7. Eu égard aux rapports de droit privé qui lient le service public industriel et commercial de l’eau à ses usagers, les litiges relatifs aux rapports entre ce service et ses usagers relèvent de la compétence de la juridiction judiciaire. Ainsi, il n’appartient qu’à la juridiction judiciaire de connaître des litiges relatifs aux dommages causés à ces derniers à l’occasion de la fourniture du service, peu importe que la cause des dommages réside dans un vice de conception, l’exécution de travaux publics ou l’entretien d’ouvrages publics.
8. Il résulte en outre des dispositions précitées que dès lors que le dommage trouve son origine dans une canalisation exploitée notamment dans le cadre du service public de l’eau, l’ouvrage en cause doit être regardé comme relevant de ce service, et que hors les cas où le sinistre trouverait uniquement sa cause dans une défaillance sans lien avec ce service, la demande indemnitaire formée par l’usager de ce service ne peut trouver sa source que dans le contrat de droit privé qui le lie à ce dernier.

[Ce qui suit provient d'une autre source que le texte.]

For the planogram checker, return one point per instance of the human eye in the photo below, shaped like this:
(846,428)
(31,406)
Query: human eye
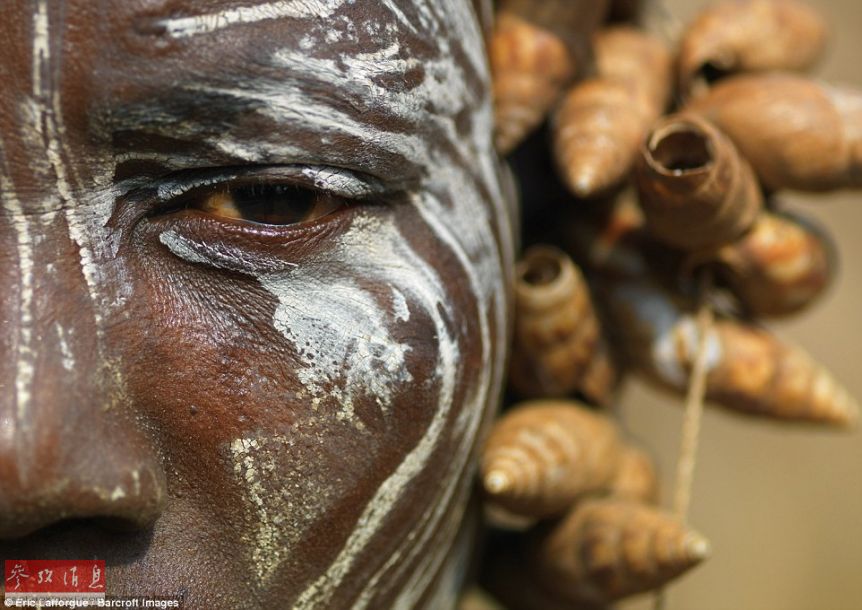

9. Il résulte de l’instruction que la communauté de communes de FerCher exploite en régie un service de distribution d’eau et prélève périodiquement à ce titre sur les usagers une facture tenant compte de leur consommation d’eau mesurée par les compteurs. Par suite, le litige opposant M. B à la communauté de communes de FerCher au sujet du montant de sa facture d’eau résultant du volume d’eau distribué à cet usager, mesuré au compteur, concerne les rapports entre un service public industriel et commercial et un usager et relève de la compétence des tribunaux de l’ordre judiciaire. Aussi les conclusions présentées tendant à l’annulation de la facture d’eau émise à son encontre ne relève manifestement pas de la compétence de la juridiction administrative et doivent être rejetées en application des dispositions précitées de l’article R. 222-1, 2° du code de justice administrative.
10. Il résulte de tout ce qui précède que les conclusions présentées par M. B doivent être rejetées en application des dispositions précitées de l’article R. 222-1 du code de justice administrative.
O R D O N N E :
Article 1er : Les conclusions présentées par M. B tendant à l’annulation du titre n° 2022-5-19030 en date du 9 novembre 2022 d’un montant de 952,72 € émis par le service des eaux de la communauté de communes FerCher sont rejetées comme portées devant un ordre de juridiction incompétent pour en connaître.
Article 2 : Le surplus des conclusions de la requête est rejeté.
Article 3 : La présente ordonnance sera notifiée à M. A B.
Copie en sera adressée pour information à la communauté de communes de FerCher.
Fait à Orléans, le 22 avril 2025.
Le président,
Samuel DELIANCOURT
La République mande et ordonne au préfet du Cher en ce qui le concerne ou à tous commissaires de justice à ce requis en ce qui concerne les voies de droit commun contre les parties privées, de pourvoir à l’exécution de la présente décision.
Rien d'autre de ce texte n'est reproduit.